Siccome per questo anno sono in fissa per i profumi, stavo leggendo le cosiddette note olfattive di un profumo e mi sono imbattuta nell’espressione “accenti proustiani” che immagino voglia dire un profumo che ci ricorda qualcosa di perduto.

Ho pensato ai miei profumi preferiti, profumi che mi piacciono ce ne sono diversi, ma due sono i miei preferiti, Un bois Vanille di Serge Lutens e Shalimar di Guerlain, poi ci sono anche le boccette di profumo sfuso che comprai in Turchia, meravigliose, quello al sandalo e chiodi di garofano, e poi mango e gelsomino. Ma non saprei come riaverle perché non saprei come tornarci in quel bazar di profumi

In cosa questi profumi avrebbero per me il ricordo di qualcosa di perduto, non saprei, probabilmente in nulla.
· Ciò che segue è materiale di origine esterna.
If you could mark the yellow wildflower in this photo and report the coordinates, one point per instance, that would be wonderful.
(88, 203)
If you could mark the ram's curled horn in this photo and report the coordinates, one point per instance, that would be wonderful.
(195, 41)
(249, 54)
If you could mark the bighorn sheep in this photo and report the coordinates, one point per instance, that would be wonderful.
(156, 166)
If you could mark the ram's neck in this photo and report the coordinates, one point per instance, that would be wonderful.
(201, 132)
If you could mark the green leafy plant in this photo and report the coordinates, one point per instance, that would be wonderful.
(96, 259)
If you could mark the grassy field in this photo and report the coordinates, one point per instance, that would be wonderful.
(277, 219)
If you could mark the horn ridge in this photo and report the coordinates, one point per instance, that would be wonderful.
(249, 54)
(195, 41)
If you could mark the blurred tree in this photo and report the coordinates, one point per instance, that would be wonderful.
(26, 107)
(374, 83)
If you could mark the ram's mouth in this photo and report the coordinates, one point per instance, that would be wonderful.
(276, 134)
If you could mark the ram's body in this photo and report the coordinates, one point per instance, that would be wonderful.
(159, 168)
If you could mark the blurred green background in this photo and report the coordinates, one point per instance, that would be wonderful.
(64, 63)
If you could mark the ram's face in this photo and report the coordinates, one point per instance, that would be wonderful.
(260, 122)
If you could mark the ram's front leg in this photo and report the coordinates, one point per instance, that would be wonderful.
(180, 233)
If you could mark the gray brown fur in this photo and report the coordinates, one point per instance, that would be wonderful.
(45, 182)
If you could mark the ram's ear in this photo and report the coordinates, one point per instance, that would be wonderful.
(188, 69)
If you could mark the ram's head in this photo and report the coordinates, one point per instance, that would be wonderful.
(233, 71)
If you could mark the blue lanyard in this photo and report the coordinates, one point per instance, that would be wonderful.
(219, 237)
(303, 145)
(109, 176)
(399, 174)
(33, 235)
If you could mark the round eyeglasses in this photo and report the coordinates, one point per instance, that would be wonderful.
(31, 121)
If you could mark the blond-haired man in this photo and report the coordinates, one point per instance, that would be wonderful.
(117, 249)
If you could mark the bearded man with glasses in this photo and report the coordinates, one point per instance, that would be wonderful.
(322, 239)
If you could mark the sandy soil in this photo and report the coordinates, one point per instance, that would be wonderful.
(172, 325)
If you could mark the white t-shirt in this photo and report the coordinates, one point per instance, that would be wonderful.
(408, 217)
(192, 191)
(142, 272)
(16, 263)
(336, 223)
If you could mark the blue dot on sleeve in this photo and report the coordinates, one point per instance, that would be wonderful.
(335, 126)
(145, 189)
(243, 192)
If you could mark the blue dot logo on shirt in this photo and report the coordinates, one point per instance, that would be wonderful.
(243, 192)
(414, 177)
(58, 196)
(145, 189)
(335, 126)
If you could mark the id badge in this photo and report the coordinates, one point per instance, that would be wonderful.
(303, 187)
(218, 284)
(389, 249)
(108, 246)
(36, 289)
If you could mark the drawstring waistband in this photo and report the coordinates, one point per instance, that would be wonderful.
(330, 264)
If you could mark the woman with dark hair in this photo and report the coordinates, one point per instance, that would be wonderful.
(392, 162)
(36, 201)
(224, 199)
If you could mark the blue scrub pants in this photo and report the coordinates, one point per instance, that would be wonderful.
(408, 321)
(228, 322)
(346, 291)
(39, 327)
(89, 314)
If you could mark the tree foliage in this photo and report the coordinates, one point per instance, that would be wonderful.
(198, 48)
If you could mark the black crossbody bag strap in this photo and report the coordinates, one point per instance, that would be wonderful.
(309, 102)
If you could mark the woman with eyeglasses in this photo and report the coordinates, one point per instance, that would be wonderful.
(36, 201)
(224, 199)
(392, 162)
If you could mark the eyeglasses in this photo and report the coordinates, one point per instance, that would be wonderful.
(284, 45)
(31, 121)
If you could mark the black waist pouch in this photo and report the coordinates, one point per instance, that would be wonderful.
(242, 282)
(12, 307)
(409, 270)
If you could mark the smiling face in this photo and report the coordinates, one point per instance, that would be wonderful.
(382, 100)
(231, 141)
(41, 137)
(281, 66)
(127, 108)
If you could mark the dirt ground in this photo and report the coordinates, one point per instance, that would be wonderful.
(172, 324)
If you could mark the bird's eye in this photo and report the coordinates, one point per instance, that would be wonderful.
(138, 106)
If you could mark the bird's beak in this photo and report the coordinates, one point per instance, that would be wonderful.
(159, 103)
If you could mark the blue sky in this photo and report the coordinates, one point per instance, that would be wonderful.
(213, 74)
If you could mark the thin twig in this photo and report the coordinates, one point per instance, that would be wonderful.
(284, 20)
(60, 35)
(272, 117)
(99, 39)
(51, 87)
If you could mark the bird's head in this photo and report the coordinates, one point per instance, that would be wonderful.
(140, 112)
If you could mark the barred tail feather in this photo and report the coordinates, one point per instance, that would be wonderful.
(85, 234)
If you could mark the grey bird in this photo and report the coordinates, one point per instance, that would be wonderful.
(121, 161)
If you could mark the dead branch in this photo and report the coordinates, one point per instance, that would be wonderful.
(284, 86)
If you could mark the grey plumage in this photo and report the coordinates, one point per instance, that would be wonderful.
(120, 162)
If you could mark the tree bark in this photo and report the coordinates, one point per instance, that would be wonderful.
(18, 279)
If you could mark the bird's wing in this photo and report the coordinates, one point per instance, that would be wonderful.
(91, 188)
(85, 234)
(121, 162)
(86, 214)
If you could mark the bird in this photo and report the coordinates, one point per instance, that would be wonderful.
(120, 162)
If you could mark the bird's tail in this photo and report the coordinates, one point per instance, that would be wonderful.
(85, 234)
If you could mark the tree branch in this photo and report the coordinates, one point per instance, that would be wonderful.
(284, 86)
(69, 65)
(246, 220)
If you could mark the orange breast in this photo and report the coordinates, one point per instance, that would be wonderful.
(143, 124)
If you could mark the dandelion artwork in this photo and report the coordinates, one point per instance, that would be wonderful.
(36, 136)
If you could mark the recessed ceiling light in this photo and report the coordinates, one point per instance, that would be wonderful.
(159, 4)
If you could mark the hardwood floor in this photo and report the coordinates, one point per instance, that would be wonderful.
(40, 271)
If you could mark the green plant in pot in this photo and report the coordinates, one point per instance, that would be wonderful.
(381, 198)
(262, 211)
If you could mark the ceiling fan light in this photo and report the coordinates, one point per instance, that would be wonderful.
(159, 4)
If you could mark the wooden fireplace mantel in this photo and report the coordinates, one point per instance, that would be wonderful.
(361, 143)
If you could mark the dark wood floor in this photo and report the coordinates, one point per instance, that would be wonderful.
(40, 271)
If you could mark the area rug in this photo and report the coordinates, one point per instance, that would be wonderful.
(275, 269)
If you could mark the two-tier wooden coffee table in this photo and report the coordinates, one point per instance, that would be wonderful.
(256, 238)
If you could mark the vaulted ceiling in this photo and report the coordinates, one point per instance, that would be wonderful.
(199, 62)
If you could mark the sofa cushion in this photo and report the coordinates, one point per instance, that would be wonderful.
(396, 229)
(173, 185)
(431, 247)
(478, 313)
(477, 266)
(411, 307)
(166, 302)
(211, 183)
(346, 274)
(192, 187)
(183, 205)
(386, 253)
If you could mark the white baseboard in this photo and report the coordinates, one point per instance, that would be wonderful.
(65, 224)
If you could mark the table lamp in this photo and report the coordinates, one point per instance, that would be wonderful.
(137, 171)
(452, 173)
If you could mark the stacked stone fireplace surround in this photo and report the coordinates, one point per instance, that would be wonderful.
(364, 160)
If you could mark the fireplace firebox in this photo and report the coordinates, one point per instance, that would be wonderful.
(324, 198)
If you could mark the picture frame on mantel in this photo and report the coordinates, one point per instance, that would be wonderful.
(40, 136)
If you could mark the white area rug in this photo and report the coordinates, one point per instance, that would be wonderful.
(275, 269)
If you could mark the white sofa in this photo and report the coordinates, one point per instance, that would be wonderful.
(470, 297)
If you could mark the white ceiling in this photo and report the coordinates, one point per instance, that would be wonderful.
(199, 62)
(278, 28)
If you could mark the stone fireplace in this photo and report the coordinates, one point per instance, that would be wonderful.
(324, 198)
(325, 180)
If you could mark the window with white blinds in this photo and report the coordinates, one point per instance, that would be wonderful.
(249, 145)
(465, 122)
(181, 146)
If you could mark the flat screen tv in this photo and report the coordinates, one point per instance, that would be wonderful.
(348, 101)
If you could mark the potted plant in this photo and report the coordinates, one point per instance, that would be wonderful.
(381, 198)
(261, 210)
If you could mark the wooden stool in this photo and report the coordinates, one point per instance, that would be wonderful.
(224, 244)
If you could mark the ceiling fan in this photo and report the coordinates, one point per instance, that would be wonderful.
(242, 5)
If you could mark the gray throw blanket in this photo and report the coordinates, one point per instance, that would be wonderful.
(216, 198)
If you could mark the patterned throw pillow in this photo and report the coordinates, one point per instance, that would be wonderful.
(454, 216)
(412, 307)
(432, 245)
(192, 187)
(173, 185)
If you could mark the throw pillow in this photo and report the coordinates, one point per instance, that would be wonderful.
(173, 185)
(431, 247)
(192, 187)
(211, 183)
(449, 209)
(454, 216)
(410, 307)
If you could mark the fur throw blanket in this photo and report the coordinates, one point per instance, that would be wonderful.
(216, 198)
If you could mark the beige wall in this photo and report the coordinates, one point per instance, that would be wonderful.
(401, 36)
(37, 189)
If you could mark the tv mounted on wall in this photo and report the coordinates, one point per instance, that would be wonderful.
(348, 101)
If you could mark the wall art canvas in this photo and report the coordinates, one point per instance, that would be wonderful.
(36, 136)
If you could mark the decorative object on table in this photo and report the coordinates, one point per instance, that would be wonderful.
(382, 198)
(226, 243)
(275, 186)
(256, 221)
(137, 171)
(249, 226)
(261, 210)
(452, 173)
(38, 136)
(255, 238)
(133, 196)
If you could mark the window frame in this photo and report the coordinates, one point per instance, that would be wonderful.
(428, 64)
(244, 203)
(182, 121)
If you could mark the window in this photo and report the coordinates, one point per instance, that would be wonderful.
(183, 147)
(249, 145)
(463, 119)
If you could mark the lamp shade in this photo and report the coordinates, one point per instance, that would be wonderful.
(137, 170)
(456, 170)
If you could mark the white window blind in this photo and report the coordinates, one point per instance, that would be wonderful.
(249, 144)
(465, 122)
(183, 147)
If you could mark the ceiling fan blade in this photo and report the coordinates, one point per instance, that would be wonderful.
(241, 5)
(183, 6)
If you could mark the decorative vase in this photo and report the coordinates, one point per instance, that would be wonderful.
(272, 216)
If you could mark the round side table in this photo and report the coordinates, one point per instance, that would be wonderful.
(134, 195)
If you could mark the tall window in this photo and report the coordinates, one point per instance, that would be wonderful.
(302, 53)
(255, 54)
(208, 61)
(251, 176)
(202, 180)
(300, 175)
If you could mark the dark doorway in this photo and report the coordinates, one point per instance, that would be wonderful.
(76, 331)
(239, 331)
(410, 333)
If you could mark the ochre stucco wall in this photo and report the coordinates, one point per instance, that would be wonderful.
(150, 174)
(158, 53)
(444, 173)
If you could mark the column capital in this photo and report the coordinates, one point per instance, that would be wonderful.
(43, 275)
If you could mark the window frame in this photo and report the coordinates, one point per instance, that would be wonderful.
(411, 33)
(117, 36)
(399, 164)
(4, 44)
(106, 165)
Non mi piacciono i profumi alla rosa, alla violetta o alla lavanda perché  li associo a qualcosa o qualcuno di spiacevole, dall’infanzia.

In estate mi piacciono i profumi fruttati, di agrumi, di verbena, bergamotto o basilico. Ma poi torno sempre a loro:

Un bois vanille perché quella fragranza mi fa sentire un tuffo al cuore e a Shalimar,  perché è come casa.

Così per quanto cerchi alternative,  per quanto sia curiosa e passi tanto tempo nei duty free a sentire profumi con l’accanimento di cane da tartufo torno sempre lì. Anche perché Lutens non si trova nei duty free. Di Lutens mi piace anche Five O’clock au Gingembre e Ambre Sultan, ma chissà come alla fine prendo Un Bois Vanille.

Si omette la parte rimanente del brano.